Dans la première partie, nous avons regardé « Ce que Bitcoin n’est pas » , où toutes les comparaisons et analogies habituelles autour de Bitcoin se sont révélées être de piètres éclaircissements pour expliquer ce qu’est vraiment le phénomène, en terminant sur l’évidente question suivante :

Qu’est-ce que Bitcoin alors?

Nous vivons nos vies sans nous questionner sur la nature ou les mécanismes d’échanges, des médias structurels / culturels dans lesquels nous sommes immergés, à moins qu’ils ne cessent de fonctionner ou qu’ils ne subissent un changement radical.

Un bref historique de l’innovation monétaire

Ce que nous vivons aujourd’hui est une innovation technologique qui déplace la nature de l’argent elle-même d’une forme à l’autre et c’est quelque chose qui ne s’est produit que quelques fois au cours de l’histoire. C’est parce que nous parlons d’une restructuration fondamentale de la nature de l’argent, et non d’une bulle d’actifs se produisant dans les limites du système monétaire en vigueur, que nous pouvons appliquer l’étiquette «Cette fois c’est différent» à Bitcoin.

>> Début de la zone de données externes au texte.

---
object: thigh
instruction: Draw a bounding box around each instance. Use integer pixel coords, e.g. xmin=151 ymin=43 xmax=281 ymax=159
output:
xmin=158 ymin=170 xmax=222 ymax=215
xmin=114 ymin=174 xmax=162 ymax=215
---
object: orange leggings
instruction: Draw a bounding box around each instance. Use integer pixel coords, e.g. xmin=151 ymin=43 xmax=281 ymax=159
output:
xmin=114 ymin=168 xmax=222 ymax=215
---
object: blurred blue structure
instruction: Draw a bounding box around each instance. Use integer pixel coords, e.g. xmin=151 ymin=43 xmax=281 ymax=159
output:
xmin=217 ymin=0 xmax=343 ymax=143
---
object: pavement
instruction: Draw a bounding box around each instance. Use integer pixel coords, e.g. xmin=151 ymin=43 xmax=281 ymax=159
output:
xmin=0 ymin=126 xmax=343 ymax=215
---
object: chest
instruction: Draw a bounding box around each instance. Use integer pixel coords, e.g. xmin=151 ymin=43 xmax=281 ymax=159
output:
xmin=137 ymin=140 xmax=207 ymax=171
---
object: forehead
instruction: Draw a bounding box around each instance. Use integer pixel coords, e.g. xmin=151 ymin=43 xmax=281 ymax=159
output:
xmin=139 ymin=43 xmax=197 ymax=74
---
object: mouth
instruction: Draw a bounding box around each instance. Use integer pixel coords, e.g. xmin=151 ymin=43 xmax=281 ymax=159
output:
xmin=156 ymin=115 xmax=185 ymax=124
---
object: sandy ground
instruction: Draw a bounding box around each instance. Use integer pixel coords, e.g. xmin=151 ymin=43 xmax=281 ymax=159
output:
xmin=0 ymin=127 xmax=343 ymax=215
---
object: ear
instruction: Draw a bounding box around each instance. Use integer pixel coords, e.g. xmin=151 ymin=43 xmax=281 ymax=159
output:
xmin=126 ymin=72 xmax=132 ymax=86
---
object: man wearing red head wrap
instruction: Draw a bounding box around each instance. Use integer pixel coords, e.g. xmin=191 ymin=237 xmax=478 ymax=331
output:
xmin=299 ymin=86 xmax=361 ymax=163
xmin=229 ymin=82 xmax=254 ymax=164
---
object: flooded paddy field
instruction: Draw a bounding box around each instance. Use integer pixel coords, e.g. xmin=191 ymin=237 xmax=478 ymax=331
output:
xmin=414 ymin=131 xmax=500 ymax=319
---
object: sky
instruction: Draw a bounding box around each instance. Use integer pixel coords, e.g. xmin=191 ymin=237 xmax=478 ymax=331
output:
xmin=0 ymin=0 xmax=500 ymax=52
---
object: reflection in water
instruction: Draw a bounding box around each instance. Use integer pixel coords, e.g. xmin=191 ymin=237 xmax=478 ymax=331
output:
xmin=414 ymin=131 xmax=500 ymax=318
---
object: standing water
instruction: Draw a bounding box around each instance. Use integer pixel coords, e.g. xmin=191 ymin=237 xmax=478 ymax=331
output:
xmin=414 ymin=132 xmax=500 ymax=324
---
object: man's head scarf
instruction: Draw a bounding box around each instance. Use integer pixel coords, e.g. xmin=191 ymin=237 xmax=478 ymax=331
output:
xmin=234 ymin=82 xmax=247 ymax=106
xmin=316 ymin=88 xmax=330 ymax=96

Le monopole du système monétaire actuel; centralisé, opaque, et basé sur la dette est perturbé par des crypto-monnaies décentralisées, ouvertes et compétitives.

Cette perturbation s’est produite par nécessité, étant donné le tort irréparable que les politiques des banques centrales ont infligé aux citoyens au cours du siècle dernier, atteignant ce qui ne peut être considéré que comme un crescendo de l’inflation ciblée, QEternity, ZIRP et NIRP et le contrôle des capitaux au cours des 10 dernières années. L’étiquette la plus appropriée pour tout cela est la «répression financière» de Chris Martenson.

À l’ère de la monnaie fiduciaire, à chaque fois qu’une bulle d’actifs se produisait, l’expression «cette fois c’est différent» n’a jamais été réellement applicable. L’observation de Galbraith mentionné dans la partie 1 se répète et est toujours valide :

« Le monde de la finance salue encore et encore l’invention de la roue, souvent dans une version un peu plus instable. Toute innovation financière implique sous une forme ou une autre, la création d’une dette garantie en plus ou moins bonne adéquation par des actifs réels. »

Bitcoin n’est pas une bulle basée sur la dette. L’effet de levier ne représente pas la majorité de l’action sur les prix, du moins pas encore. Au moment où j’écris ceci, les contrats à terme CBOE ont été mis en ligne cette semaine. En outre, la plupart des échanges offrent des marges et beaucoup de traders sont assez stupides pour essayer de l’utiliser. Mais ce n’est pas le facteur qui pousse à l’adoption de Bitcoin. Ces histoires émergentes de personnes hypothéquant leurs maisons pour acheter des bitcoins sont «dignes d’intérêt» pour les médias, et donc encore sporadiques. La dette serait une force motrice de la bulle quand elle est systémique.

En regardant Bitcoin comme un changement technologique, il n’y a eu qu’une poignée de grands changements dans l’argent à travers l’histoire: nous avons eu le troc, puis l’argent puis la dette, ou la dette et ensuite l’argent.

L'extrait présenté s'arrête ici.